# La Pavoni - Europicolla



## PES (Dec 21, 2016)

Hello.... Ladies/Gents...

Recently my La Pavoni, keeps blowing the fuses in my house ! So I decided to investigate....

Horrible horrible amounts of limescale, I couldn't believe the quantity of limescale, so I started to

clean everything before investigating the real problem.

The problem I think must be; the heating element which is shorting out, or the thermal fuse. The thermal fuse is not the type with the reset button. I doubt the on/off switch is failing, so it can only be either the thermal fuse, or element...

My machine is from around 1984/7 ? It has the plastic base cover and as I say, no reset on the thermal fuse, which I understand

was introduced later.

If the heater/boiler is not functioning, does anyone know where I might be able to get the heating element,

ideally the same as the original one?

I plan to buy an AVO / DVM ....later today and test the heating element.

I've attached some pics.... which show the horrendous amounts of limescale....

Any thoughts ideas much appreciated.

Many thanks for your help.

Phil









Phil


----------



## coffeechap (Apr 5, 2012)

Replace the element


----------



## PES (Dec 21, 2016)

Replace the element, can you expand on that... ?

The element is part of the base....so in isolation it doesn't appear to be an easy thing replace....I'm not even sure that it's possible.... Where can I purchase a copper element and how easy is it to replace in isolation, if that's what you mean...

Is it good practice to replace the current thermal fuse, with one that has a reset button... ?

Thanks...


----------



## Thecatlinux (Mar 10, 2014)

http://www.theespressoshop.co.uk/en/La-Pavoni-Eurobar-Element-900w-230v/m-2322.aspx

not sure if this is the correct one for your machine but it takes you to a page where there are others

might be this one http://www.theespressoshop.co.uk/en/La-Pavoni-Lever-Element-1000w-120v---331334/m-2194.aspx

or even this one http://www.theespressoshop.co.uk/en/La-Pavoni-Lever-Element-1000w-230v---331335/m-2195.aspx


----------



## PES (Dec 21, 2016)

Hello...

Thanks for those links, http://www.theespressoshop.co.uk/en/La-Pavoni-Lever-Element-1000200w-230v---331336/m-2193.aspx

This is probably the closest electrically, but there is an additional post...and no recess to seat a thermal fuse... so I'm no so certain about it.

The heating element version that I have is the 220v with 1000 and 200watt.

I checked out my heater yesterday, measuring the resistance these are the readings:

- Element posts, nearest to centre; 230 Ohms

- Element posts, furthest from centre; 47 Ohms.

- Element post(s) nearest the centre, resistance between the casing and the post = infinity (so not shorting)

- Element post(s) furthest from centre, the resistance jumps about from 500 ohms to 750, it's not a stable reading, my guess is that's the element with the problem. It think it's fair to say it shouldn't be shorting on the case.

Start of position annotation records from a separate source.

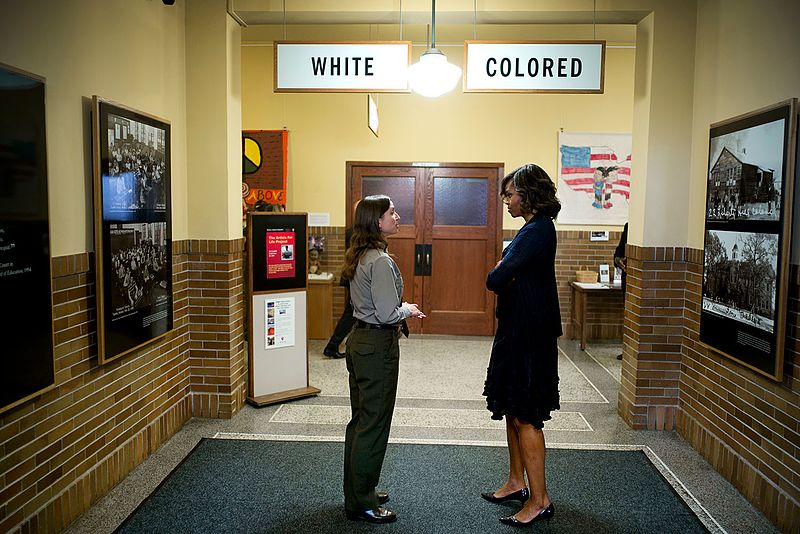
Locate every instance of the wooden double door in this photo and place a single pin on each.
(449, 238)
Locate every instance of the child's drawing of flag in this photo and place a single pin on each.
(578, 165)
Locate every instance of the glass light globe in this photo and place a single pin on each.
(432, 75)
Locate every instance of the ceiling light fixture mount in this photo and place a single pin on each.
(432, 75)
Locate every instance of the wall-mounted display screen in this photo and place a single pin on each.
(277, 244)
(25, 280)
(133, 236)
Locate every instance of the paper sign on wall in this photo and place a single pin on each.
(279, 329)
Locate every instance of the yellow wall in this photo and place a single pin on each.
(747, 59)
(213, 121)
(326, 130)
(128, 51)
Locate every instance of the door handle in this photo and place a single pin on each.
(428, 258)
(419, 268)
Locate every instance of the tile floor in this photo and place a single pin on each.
(439, 401)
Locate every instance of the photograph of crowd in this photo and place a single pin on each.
(137, 166)
(139, 267)
(739, 278)
(745, 173)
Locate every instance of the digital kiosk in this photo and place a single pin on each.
(277, 255)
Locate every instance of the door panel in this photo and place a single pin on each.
(449, 219)
(464, 236)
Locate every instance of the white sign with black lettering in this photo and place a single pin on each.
(354, 67)
(534, 66)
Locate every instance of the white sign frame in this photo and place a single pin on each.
(301, 66)
(523, 67)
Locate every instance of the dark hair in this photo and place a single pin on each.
(366, 232)
(537, 190)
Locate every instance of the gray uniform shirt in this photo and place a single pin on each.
(376, 290)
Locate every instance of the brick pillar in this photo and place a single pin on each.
(217, 358)
(653, 336)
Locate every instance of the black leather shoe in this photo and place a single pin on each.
(378, 515)
(519, 495)
(332, 353)
(545, 513)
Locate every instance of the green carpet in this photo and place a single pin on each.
(283, 486)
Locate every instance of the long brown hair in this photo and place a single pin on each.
(366, 232)
(537, 190)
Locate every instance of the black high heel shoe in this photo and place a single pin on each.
(519, 495)
(545, 513)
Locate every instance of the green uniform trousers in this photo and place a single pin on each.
(373, 362)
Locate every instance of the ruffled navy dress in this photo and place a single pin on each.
(522, 379)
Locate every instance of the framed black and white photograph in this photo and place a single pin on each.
(749, 199)
(133, 234)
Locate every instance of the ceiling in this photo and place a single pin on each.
(305, 12)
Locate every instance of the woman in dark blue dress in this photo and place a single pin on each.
(522, 379)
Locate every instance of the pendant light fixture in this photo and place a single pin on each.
(432, 75)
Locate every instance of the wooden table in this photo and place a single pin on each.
(580, 294)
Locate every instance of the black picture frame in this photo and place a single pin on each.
(280, 273)
(132, 228)
(25, 263)
(748, 220)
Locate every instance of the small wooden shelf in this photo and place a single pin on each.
(320, 308)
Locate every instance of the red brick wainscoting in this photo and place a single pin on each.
(217, 356)
(65, 449)
(746, 425)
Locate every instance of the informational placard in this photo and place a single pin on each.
(343, 67)
(534, 66)
(26, 315)
(594, 177)
(281, 258)
(605, 276)
(279, 325)
(372, 115)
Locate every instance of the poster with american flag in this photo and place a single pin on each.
(594, 178)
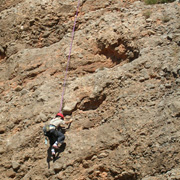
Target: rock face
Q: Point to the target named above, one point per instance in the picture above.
(122, 90)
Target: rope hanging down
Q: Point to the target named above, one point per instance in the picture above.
(64, 84)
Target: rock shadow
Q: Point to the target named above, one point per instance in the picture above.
(57, 155)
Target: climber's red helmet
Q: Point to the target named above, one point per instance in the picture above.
(60, 115)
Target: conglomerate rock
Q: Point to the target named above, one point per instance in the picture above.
(122, 89)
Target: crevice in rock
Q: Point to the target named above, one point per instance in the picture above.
(2, 52)
(91, 103)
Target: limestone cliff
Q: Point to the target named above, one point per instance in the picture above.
(122, 91)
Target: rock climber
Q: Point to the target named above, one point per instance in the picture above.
(54, 133)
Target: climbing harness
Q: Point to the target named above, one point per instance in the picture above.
(68, 61)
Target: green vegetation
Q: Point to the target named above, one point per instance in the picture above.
(158, 1)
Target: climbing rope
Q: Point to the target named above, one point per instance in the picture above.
(68, 61)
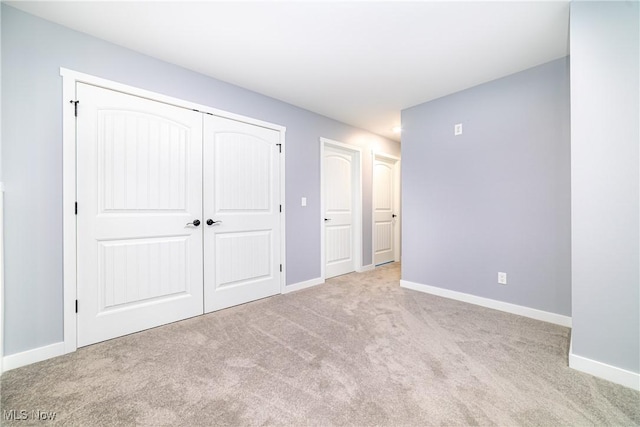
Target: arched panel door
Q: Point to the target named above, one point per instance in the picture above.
(242, 212)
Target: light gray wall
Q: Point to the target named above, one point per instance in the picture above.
(497, 197)
(33, 50)
(605, 123)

Any further thoughts much appreciated....


----------



## Thecatlinux (Mar 10, 2014)

Reading the restance of the element will only tell you if the element(s) is intact .

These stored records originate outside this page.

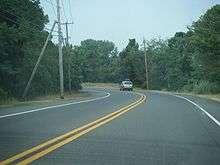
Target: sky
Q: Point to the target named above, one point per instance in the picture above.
(119, 20)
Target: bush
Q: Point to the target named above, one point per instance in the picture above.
(205, 87)
(187, 88)
(3, 95)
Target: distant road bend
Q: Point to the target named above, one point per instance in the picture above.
(117, 127)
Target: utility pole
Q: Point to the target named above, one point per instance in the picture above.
(68, 52)
(38, 61)
(60, 51)
(145, 61)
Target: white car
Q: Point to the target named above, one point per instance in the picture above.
(126, 85)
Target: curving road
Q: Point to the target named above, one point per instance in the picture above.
(162, 130)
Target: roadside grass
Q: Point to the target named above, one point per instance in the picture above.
(100, 85)
(215, 97)
(49, 99)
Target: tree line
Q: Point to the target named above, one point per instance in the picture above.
(188, 61)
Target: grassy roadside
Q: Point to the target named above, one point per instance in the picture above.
(215, 97)
(49, 99)
(100, 85)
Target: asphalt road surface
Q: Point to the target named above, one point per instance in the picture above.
(161, 130)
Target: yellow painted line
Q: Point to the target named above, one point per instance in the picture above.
(87, 127)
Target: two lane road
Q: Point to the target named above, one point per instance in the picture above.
(163, 130)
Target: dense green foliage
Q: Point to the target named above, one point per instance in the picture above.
(22, 36)
(187, 61)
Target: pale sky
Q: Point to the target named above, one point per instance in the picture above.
(119, 20)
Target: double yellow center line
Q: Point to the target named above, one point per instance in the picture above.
(41, 150)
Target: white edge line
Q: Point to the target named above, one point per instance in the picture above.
(55, 106)
(203, 110)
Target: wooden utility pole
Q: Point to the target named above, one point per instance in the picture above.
(38, 62)
(145, 61)
(60, 38)
(69, 53)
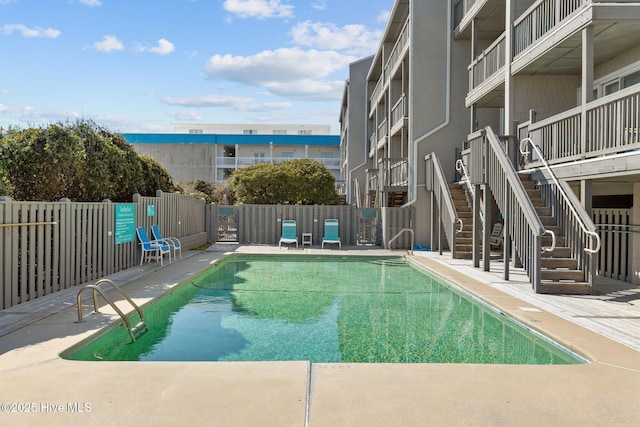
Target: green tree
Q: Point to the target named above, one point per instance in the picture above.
(81, 161)
(301, 181)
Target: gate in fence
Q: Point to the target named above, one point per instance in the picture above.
(368, 226)
(227, 229)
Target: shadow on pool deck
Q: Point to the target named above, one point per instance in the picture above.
(603, 392)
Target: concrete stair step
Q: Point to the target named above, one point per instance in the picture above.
(574, 288)
(550, 263)
(558, 252)
(547, 219)
(559, 275)
(547, 240)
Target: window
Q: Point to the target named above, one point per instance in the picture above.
(623, 79)
(631, 79)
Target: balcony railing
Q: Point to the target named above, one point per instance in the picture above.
(383, 132)
(395, 172)
(399, 111)
(402, 41)
(372, 180)
(539, 19)
(231, 162)
(612, 126)
(377, 92)
(488, 63)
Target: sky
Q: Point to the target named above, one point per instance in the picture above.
(144, 65)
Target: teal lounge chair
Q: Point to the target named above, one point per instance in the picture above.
(331, 233)
(289, 233)
(172, 242)
(151, 249)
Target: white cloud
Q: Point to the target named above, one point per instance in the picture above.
(288, 72)
(260, 9)
(320, 5)
(352, 38)
(30, 114)
(384, 16)
(164, 47)
(236, 103)
(281, 65)
(264, 107)
(311, 90)
(207, 101)
(49, 33)
(92, 3)
(108, 44)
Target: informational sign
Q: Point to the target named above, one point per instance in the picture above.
(125, 223)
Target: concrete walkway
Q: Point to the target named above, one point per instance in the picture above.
(41, 388)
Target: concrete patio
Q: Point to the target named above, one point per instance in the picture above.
(41, 388)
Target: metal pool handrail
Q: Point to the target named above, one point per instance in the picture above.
(394, 238)
(97, 290)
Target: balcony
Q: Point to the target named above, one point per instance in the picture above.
(377, 93)
(485, 71)
(612, 126)
(395, 174)
(383, 132)
(231, 162)
(399, 114)
(372, 180)
(398, 50)
(542, 17)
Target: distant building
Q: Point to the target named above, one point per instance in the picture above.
(252, 129)
(213, 157)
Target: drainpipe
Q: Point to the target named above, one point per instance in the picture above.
(413, 189)
(366, 151)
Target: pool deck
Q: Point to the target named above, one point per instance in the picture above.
(48, 390)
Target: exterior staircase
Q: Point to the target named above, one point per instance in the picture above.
(464, 239)
(560, 273)
(397, 199)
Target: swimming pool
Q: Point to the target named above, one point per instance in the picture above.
(324, 309)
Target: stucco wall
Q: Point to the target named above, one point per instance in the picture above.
(548, 95)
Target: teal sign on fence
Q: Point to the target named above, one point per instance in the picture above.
(125, 223)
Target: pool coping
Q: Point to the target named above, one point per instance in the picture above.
(300, 393)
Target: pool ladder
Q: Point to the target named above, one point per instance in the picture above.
(134, 331)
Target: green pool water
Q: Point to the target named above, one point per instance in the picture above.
(324, 309)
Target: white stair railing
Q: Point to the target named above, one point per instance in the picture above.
(437, 184)
(578, 227)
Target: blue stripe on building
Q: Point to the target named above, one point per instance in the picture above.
(222, 139)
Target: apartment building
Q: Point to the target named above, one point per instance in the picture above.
(556, 79)
(415, 86)
(353, 132)
(214, 157)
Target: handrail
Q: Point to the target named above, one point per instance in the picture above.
(393, 239)
(447, 199)
(525, 152)
(492, 166)
(448, 215)
(462, 169)
(97, 290)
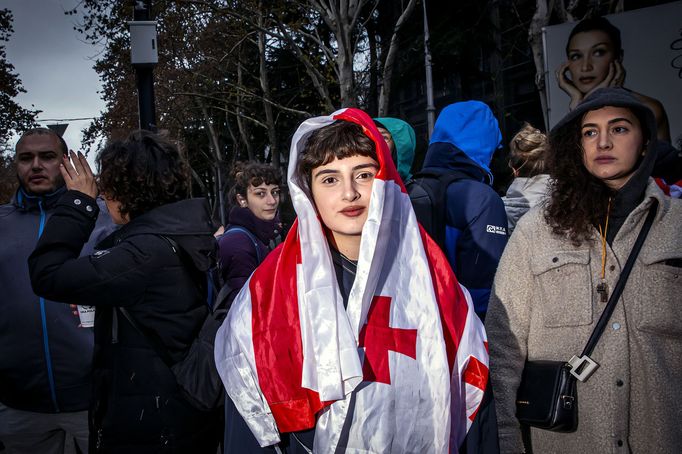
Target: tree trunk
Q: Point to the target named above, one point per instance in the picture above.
(265, 86)
(243, 133)
(540, 20)
(385, 94)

The values are superfluous.

you would be better testing heater element end to earth (chassis) you are looking for a very high value 200Mohm ideally but .5M ohm will survice but would then indicate insulation breakdown .

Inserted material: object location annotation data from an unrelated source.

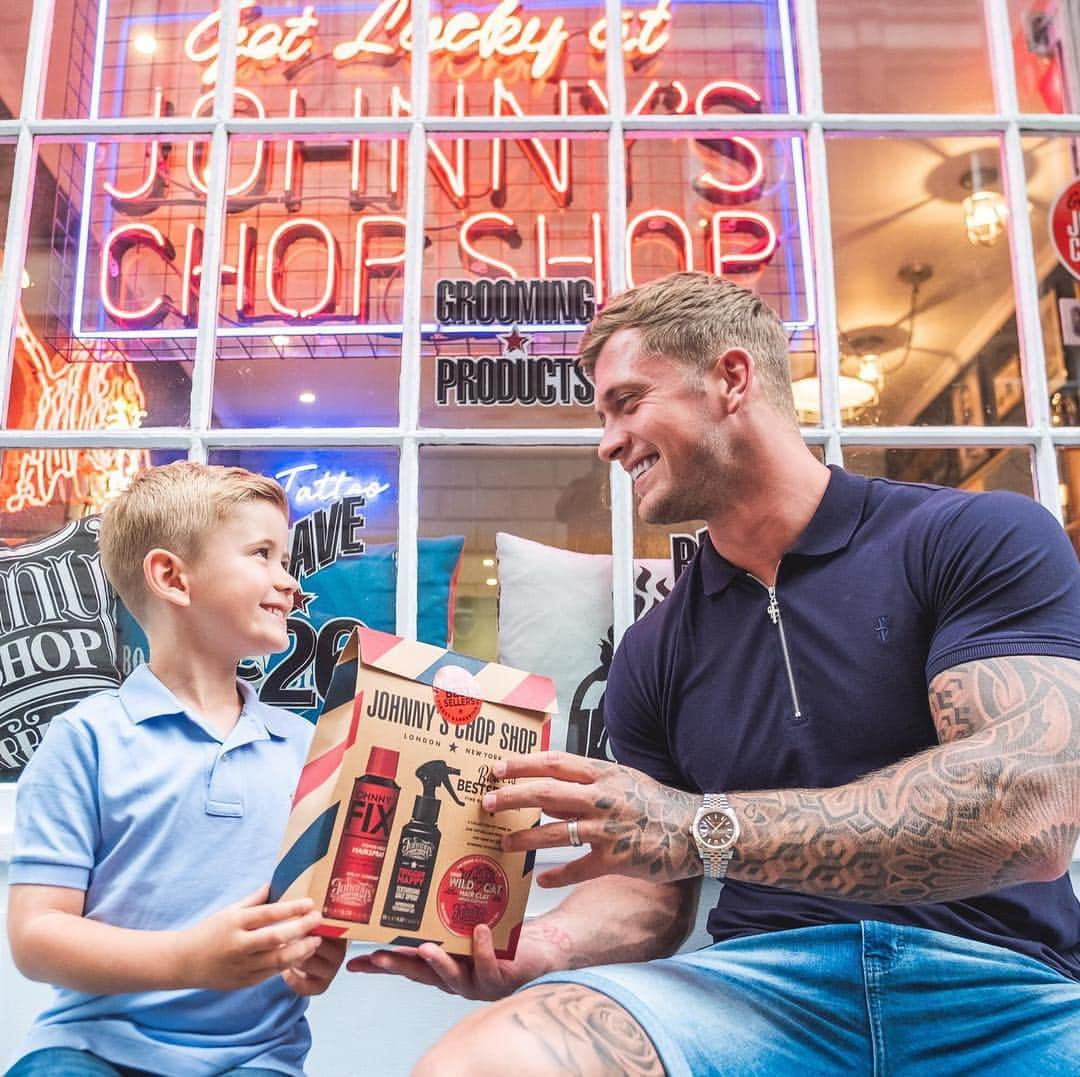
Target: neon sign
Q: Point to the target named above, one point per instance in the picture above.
(307, 271)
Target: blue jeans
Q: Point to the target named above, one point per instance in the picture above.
(867, 998)
(68, 1062)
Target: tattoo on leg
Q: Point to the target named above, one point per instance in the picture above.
(584, 1033)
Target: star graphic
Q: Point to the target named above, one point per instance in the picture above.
(514, 340)
(301, 601)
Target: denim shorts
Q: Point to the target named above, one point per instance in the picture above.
(867, 998)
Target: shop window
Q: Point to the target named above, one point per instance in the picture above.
(1068, 493)
(893, 56)
(1053, 197)
(925, 293)
(310, 314)
(13, 67)
(1044, 40)
(515, 264)
(973, 468)
(98, 334)
(535, 586)
(111, 58)
(342, 552)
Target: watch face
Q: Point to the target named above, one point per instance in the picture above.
(716, 830)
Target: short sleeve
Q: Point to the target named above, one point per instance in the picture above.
(1001, 579)
(56, 818)
(632, 714)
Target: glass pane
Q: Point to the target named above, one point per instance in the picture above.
(1053, 179)
(310, 314)
(535, 583)
(496, 61)
(100, 339)
(1045, 40)
(974, 468)
(891, 56)
(925, 292)
(731, 204)
(13, 57)
(515, 241)
(342, 546)
(132, 57)
(1068, 490)
(57, 613)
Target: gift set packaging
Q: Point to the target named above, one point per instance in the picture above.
(387, 834)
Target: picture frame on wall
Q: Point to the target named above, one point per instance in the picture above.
(966, 400)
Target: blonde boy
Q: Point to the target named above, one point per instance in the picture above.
(148, 821)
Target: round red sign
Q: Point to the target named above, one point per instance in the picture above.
(1065, 227)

Normally heating elements either are good or not , from the limited information I have I would not rush out and buy a new element as your problem may be elsewhere, the most obvious one is the amount of limescale has this caused the element to distort and then short, has it created a leak? , what you have is quite simple look very closely at everything in a forensic way and you will find your gremlin .

whats the condition of the plug and lead (amazing how many times I have seen this overlooked)

good luck


----------



## PES (Dec 21, 2016)

Hello....

Sorry I wasn't that clear....

The reading in ohms, from either of two posts (closest to the centre) to the element base/chassis....is infinity.... so no short.

The reading in ohms, from the two posts (furthest from the centre) to the heater element base/chassis is between 500 and 750 ohms, the reading is not stable, it jumps about a good bit, so I think that's the element with the problem...

Possibly there is some kind of insulation breakdown, where the post from the element comes through the base of the heating element, not sure....

There are no leaks.

Good point I have not looked at the plug and leads.... It really does an amazing job, when you switch the machine on, pop go all the fuses in the lower part of the house.... !


----------



## Thecatlinux (Mar 10, 2014)

Not stating the obvious but you have tried it with elements disconnected ?


----------



## PES (Dec 21, 2016)

Errr.... no I haven't.... Sounds like a good idea to me....I got to rush about a bit now.... Santa Christmas things to do.... I've already had, several times the "you're spending to much time on that" comment.... I'll try your suggestion tomorrow..... Thanks....


----------



## PES (Dec 21, 2016)

Just had another thought, having pondering on your word "forensic"... The element that is giving a variable ohms readings, might suggest it has been distorted as you suggest, I'll try flexing it a little bit and see what happens to the reading .... or even dig out the insulation around the element pin....


----------



## Thecatlinux (Mar 10, 2014)

pes said:


> just had another thought, having pondering on your word "forensic"... The element that is giving a variable ohms readings, might suggest it has been distorted as you suggest, i'll try flexing it a little bit and see what happens to the reading .... Or even dig out the insulation around the element pin....


do not dig out the insulation this is not a good idea and will render element u/s


----------